Once identified as potential targets further analyses are then undertaken to confirm that such targets are both clinically viable and have the potential for compound design and synthesis. In addition to the standard methods provided by our dedicated histology and immunohistochemistry facility, target interrogation may also utilise our flow cytometry, molecular pathology, confocal microscopy and real-time PCR (qRT-PCR) facilities.
The assessment of these potential drug targets as being clinically relevant is only made possible by the tumour bank resource established within the Institute.
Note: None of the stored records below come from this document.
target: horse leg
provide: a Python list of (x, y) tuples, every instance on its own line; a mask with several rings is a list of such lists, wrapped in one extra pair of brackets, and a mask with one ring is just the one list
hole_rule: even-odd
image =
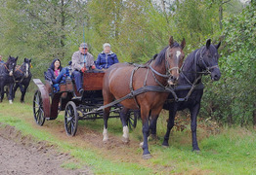
[(14, 90), (14, 84), (11, 84), (10, 86), (9, 86), (9, 97), (8, 97), (8, 99), (9, 99), (9, 103), (10, 104), (13, 104), (13, 90)]
[[(18, 83), (18, 84), (19, 84), (19, 83)], [(18, 84), (15, 84), (15, 88), (14, 88), (14, 91), (13, 91), (13, 98), (15, 98), (15, 93), (16, 93), (16, 90), (17, 90), (17, 88), (18, 88), (18, 87), (19, 87)]]
[(0, 92), (1, 92), (0, 102), (3, 102), (4, 93), (5, 93), (3, 86), (0, 87)]
[(156, 117), (154, 117), (154, 118), (151, 118), (150, 125), (149, 125), (151, 138), (155, 139), (155, 140), (156, 140), (156, 123), (157, 123), (157, 119), (158, 119), (158, 115)]
[(150, 153), (149, 151), (148, 137), (149, 135), (149, 112), (147, 109), (141, 109), (141, 118), (143, 122), (143, 158), (150, 158)]
[(192, 108), (190, 108), (191, 120), (192, 120), (191, 127), (192, 127), (192, 151), (195, 151), (195, 152), (200, 151), (198, 144), (197, 144), (197, 137), (196, 137), (196, 126), (197, 126), (196, 120), (197, 120), (197, 115), (199, 113), (199, 110), (200, 110), (200, 103), (197, 103)]
[(123, 109), (121, 109), (120, 111), (120, 120), (122, 122), (122, 125), (123, 125), (123, 137), (122, 137), (122, 141), (124, 143), (128, 143), (129, 142), (129, 128), (127, 125), (127, 114), (128, 114), (129, 109), (123, 107)]
[(103, 141), (104, 142), (108, 141), (107, 121), (108, 121), (108, 117), (109, 117), (109, 111), (110, 111), (109, 107), (104, 109), (104, 132), (103, 132), (103, 135), (104, 135)]
[(28, 85), (27, 85), (27, 86), (24, 86), (24, 88), (22, 87), (21, 84), (21, 86), (20, 86), (20, 88), (21, 88), (21, 103), (24, 102), (24, 95), (25, 95), (27, 87), (28, 87)]
[[(156, 123), (157, 123), (157, 119), (158, 119), (158, 115), (154, 118), (150, 120), (150, 124), (149, 124), (149, 135), (151, 136), (152, 139), (156, 140)], [(149, 137), (148, 137), (149, 140)], [(140, 143), (140, 146), (143, 147), (144, 142)]]
[(167, 130), (166, 133), (164, 135), (164, 139), (163, 139), (163, 143), (162, 146), (163, 147), (169, 147), (169, 138), (170, 138), (170, 132), (174, 126), (174, 119), (175, 119), (175, 115), (176, 115), (177, 109), (169, 109), (169, 120), (168, 120), (168, 123), (167, 123)]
Through our close partnership with UoB company Ethical Tissue Ltd we are able to source clinical tumour and normal tissue to evaluate potential drug targets.
The final stage of this phase in preclinical screening is the development of tumour cell models demonstrating differential levels of the purative drug target, either by identification of 'natural' expression levels or via genetic manipulation to create such models.
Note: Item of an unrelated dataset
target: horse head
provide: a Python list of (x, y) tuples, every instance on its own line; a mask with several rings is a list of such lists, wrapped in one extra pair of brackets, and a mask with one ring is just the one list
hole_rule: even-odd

Drug screening and assessment of drug-target interactions
Once a target has been identified and compounds have been synthesised, the next phase is to identify 'hit' and 'lead' compounds by evaluating their potency against living tumour cells. In the tissue culture facility, we have access to in excess of 100 different human tumour cell lines representing different tumour types, drug responsiveness and drug target expression. Using these cell lines we screen compounds for their anticancer potency and efficacy. We also address the selectivity of the potential agents against their proposed tumour target and establish their mechanisms of action.
Drug toxicity, drug target selectivity and anti-tumour efficacy
When a 'lead' compound has been identified by extensive in vitro assessment, we then evaluate whether there is any drug toxicity, sufficient bioavailability, interaction of drug with target and efficacy in well-characterised, relevant tumour models.
DMPK and clinical pharmacology
The Institute has an experienced Drug Metabolism and Pharmacokinetic (DMPK) team with an efficient and well resourced analytical set-up.
The DMPK team plays a central role in the drug discovery process within the ICT and works closely with other members of the Institute in studies both at preclinical and clinical stages. ADME, tissue distribution, and studies with recombinant enzymes are routinely undertaken. Previous studies have included the analysis of complex metabolic profiles and the development of analytical methods for the PK analysis of highly reactive and potent molecules in the picomolar range.
Recent experience has also shown us that the sensitivity afforded by LC/MS/MS is essential to monitor low concentrations of highly potent metabolites or pharmacodynamic markers in small (low mg) clinical biopsy samples as we have successfully achieved in a recent Phase I clinical trial. We also assist lead compound optimisation by developing in silico models to predict the dynamics of drug exposure of solid tumours using tissue penetration and plasma pharmacokinetic data obtained from lead compound investigations.
The GCLP facility is supported by a Quality Control Manager and is central to the laboratory support of clinical trials.